"Ah." Alan looks as if he's just swallowed something unpleasant. "So. It's your considered opinion that our best course of action would be to disable the bomb and retire, hmm?"
"That's about the size of it," I agree. "Where did you plant the gadget anyway?"
"Downstairs; but that's a bit of a sore point," Alan comments airily. "The bomb's armed and we've switched over from manual detonation control via the dead man's handle to the internal timer. But there's a catch. You see, Her Majesty's Government doesn't really like the idea of leaving armed hydrogen bombs lying around the place without proper supervision. PAL control is fine, and so is a detonation wire and dead man's handle, but these things are designed in case they might get overrun, and we wouldn't want to hand an H-bomb on a plate to some random troublemaker, what?"
Alan begins to pace.

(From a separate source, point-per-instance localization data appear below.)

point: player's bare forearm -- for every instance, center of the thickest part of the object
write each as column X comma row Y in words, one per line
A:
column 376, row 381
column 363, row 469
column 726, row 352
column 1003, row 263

Alan pacing, that's a bad sign. "Once we've inserted the initiator, dialled a yield, armed the detonators, punched in the permissive action codes, set the timer, then removed the control wires, nothing's going to stop it. Can't even open it up: someone messes with the tamper piece, it calls 'tilt' and the game's over. Y'see, we might be a Soviet Guards Motor Rifle formation that's just captured the bridge it's strapped to. Or a bunch of uglies from the backwoods behind the Khyber Pass. So, as you can understand, even conceding that letting it blow here and now might be a very bad idea, it's going to go. Unless you fancy trying your hand at dissecting a booby-trapped, ticking H-bomb, and I don't recall seeing UXB training on your resume."
He glances at his watch. "Only another fifty-seven minutes to go, lad. We can probably make it to the gate if we leave in less than half an hour, as long as there aren't too many of the blighters left outside–so I'd hurry up if I was you."

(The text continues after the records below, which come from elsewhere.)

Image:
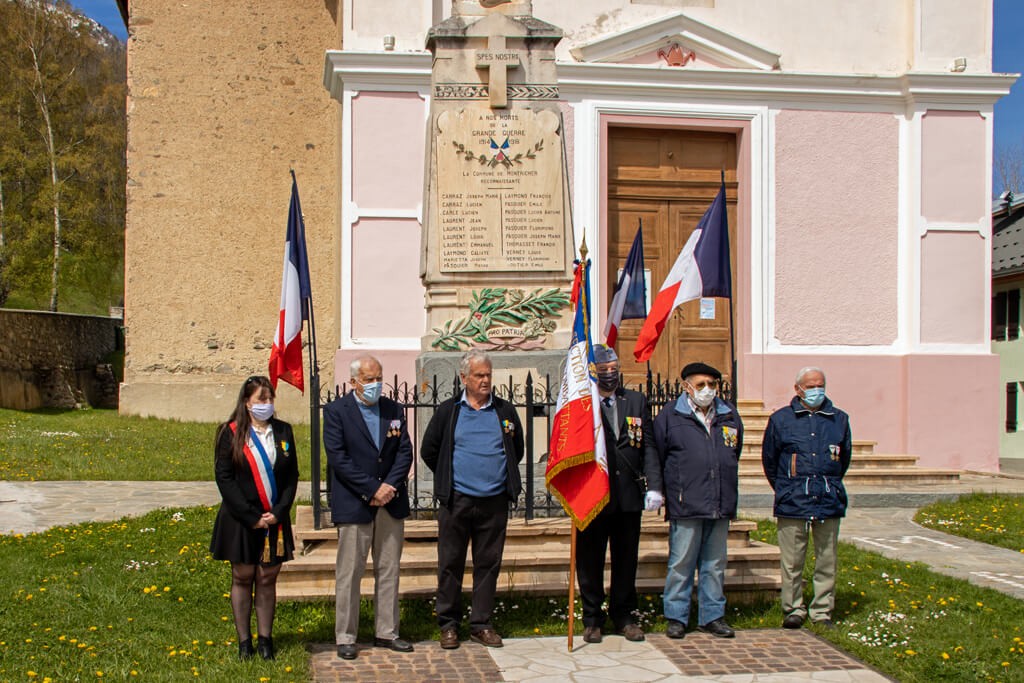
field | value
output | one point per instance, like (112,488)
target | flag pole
(314,450)
(733,390)
(571,584)
(583,264)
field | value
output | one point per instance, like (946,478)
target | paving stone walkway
(762,655)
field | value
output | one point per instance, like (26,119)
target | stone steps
(536,560)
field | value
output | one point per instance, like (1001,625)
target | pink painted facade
(862,241)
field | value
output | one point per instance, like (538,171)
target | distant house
(1008,343)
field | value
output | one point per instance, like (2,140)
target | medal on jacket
(634,427)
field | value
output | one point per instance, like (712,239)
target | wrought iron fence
(536,401)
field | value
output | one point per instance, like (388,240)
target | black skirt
(235,543)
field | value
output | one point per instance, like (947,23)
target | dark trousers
(483,521)
(622,530)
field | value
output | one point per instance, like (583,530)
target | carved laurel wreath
(501,306)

"Could we take it with us?" I ask.
He barks a short laugh. "What, you think they'd thank us for dragging a live quarter-megaton bomb back into one of the most densely populated cities in Europe?"
"They can't stop it then?"
"Take an act of God to stop it now," Howe says with gloomy satisfaction. "Take an act of God to get us all out of here alive, too. Bet you're wishing you hadn't come back!"
I lick my lips, but my tongue seems to have turned to dry leather. Leathery, like one of Brains's weirdly scrambled-in-its-own-shell eggs. Which reminds me: suddenly what I have to do comes crystal clear. "I think I know how to get your people out regardless of whether there are any revenants outside," I say. "Same way I got in here without anyone spotting me. As for the bomb–what if just a bit of the implosion charge goes off prematurely? Say, at one end of it?"
Alan looks at me oddly. "How are you going to do that?"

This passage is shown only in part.